Violenza sulle donne, un prontuario per avvocati e dieci regole per i giovani dopo la legge sul consenso

Violenza sulle donne, un prontuario per avvocati e dieci regole per i giovani dopo la legge sul consenso


Per il difensore di un ragazzo accusato di stupro lo scenario non è la “guerra alle donne”, ma una responsabilità tecnica più alta: da un lato impedire che il nuovo testo si traduca in condanne simboliche fondate sul clima sociale; dall’altro evitare che la difesa diventi il luogo in cui si riciclano gli stereotipi di genere che la riforma prova a scardinare.

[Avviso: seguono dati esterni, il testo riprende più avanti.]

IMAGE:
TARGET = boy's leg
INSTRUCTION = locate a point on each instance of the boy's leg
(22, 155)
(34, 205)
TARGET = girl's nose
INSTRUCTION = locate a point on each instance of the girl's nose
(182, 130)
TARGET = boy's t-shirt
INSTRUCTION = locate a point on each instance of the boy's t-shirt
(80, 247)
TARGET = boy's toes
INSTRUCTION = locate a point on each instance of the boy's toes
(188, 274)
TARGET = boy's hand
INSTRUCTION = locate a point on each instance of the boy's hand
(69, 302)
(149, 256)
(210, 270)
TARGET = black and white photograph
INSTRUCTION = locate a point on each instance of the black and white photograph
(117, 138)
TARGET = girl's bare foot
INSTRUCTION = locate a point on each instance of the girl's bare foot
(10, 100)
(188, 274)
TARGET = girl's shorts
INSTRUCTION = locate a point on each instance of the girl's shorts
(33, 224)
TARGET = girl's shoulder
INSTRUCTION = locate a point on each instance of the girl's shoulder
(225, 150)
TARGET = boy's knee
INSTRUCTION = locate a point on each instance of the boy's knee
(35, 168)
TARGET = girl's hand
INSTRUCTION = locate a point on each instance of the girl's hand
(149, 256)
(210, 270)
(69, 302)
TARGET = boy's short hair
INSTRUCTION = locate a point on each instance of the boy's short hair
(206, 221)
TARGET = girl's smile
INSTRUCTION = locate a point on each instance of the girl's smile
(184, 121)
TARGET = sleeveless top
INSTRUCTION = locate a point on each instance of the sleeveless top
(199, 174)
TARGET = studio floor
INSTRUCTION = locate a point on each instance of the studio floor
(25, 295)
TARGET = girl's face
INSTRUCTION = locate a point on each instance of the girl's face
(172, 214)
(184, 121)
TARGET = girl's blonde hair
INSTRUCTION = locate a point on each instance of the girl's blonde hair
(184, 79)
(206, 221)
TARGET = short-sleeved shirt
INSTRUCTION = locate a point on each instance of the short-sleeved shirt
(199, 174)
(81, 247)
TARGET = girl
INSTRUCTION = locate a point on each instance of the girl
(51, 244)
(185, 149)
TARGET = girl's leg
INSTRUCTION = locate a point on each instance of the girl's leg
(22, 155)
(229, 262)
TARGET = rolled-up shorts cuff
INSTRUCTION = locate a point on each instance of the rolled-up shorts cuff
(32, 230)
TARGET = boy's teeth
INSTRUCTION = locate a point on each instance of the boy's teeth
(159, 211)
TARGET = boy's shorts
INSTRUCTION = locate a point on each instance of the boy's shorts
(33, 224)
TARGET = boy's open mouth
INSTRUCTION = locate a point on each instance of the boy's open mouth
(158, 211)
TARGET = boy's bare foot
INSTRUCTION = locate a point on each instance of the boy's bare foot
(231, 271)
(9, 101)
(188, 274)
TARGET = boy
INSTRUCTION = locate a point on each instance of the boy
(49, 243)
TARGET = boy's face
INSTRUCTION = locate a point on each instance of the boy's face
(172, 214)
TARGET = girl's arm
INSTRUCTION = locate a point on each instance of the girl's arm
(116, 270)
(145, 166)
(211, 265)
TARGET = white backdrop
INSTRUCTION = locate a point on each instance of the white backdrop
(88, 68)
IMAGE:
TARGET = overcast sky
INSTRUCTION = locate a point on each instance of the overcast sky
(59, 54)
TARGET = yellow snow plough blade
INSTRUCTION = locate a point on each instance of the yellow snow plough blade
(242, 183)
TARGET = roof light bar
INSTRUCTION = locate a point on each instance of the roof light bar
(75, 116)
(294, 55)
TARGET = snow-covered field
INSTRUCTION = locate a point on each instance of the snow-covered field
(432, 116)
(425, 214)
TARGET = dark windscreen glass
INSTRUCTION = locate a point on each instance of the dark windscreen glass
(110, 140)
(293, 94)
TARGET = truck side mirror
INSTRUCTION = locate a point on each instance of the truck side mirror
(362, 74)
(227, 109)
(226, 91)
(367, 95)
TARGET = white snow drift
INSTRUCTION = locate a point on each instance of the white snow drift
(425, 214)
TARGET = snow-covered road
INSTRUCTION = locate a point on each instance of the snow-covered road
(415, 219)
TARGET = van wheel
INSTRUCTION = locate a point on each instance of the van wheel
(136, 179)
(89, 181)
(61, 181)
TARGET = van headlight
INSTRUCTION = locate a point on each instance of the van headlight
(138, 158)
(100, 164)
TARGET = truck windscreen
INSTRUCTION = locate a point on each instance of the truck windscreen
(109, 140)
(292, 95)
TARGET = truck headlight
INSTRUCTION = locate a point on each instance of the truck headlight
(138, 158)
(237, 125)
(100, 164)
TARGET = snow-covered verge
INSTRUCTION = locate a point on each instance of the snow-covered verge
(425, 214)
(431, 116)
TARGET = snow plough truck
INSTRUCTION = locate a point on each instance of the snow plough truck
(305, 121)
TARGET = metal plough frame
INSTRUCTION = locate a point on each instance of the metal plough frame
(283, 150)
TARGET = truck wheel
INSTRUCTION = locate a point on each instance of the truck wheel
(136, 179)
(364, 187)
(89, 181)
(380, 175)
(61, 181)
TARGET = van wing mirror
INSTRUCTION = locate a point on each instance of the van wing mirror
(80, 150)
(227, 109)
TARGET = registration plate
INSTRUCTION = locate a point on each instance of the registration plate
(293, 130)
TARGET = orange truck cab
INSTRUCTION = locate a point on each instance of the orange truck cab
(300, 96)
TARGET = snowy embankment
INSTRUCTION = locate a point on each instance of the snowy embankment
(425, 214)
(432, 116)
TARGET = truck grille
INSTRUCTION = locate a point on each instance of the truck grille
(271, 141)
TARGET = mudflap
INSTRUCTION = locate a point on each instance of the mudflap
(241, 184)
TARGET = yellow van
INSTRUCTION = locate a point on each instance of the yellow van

Allo stesso tempo è essenziale lavorare sul cliente: molti giovani imputati arrivano in studio ripetendo “era consenziente” perché confondono il “non ha detto di no” con un sì; il penalista, prima ancora di pensare alla linea processuale, deve spiegare che nel nuovo quadro il consenso è una costruzione positiva, fatta di parole, gesti, partecipazione, e che frasi da spogliatoio (“ci stava”, “se l’è cercata”) in chat o sui social non solo sono moralmente miserabili, ma diventano materiale probatorio devastante. I messaggi contano più delle intenzioni dichiarate a posteriori; se il giorno dopo lei scrive che “ci è stata male”, che “non voleva davvero”, che “si è sentita costretta” o parla apertamente di violenza, il ragazzo non deve cancellare chat, minimizzare, rovesciare la colpa o, peggio, girare gli screenshot agli amici, perché così costruisce da solo il processo contro di sé; la risposta più corretta – umana e, paradossalmente, anche difensiva – è qualcosa come: “Non mi rendevo conto che ti fossi sentita così, mi dispiace sinceramente; se vuoi parlarne sono disponibile, se preferisci non sentirci più lo rispetto”, dopodiché si smette di insistere, non si cerca di convincerla che esagera, non la si minaccia se accenna alla denuncia e, se la situazione precipita, ci si rivolge a un avvocato senza aggiustamenti fai-da-te.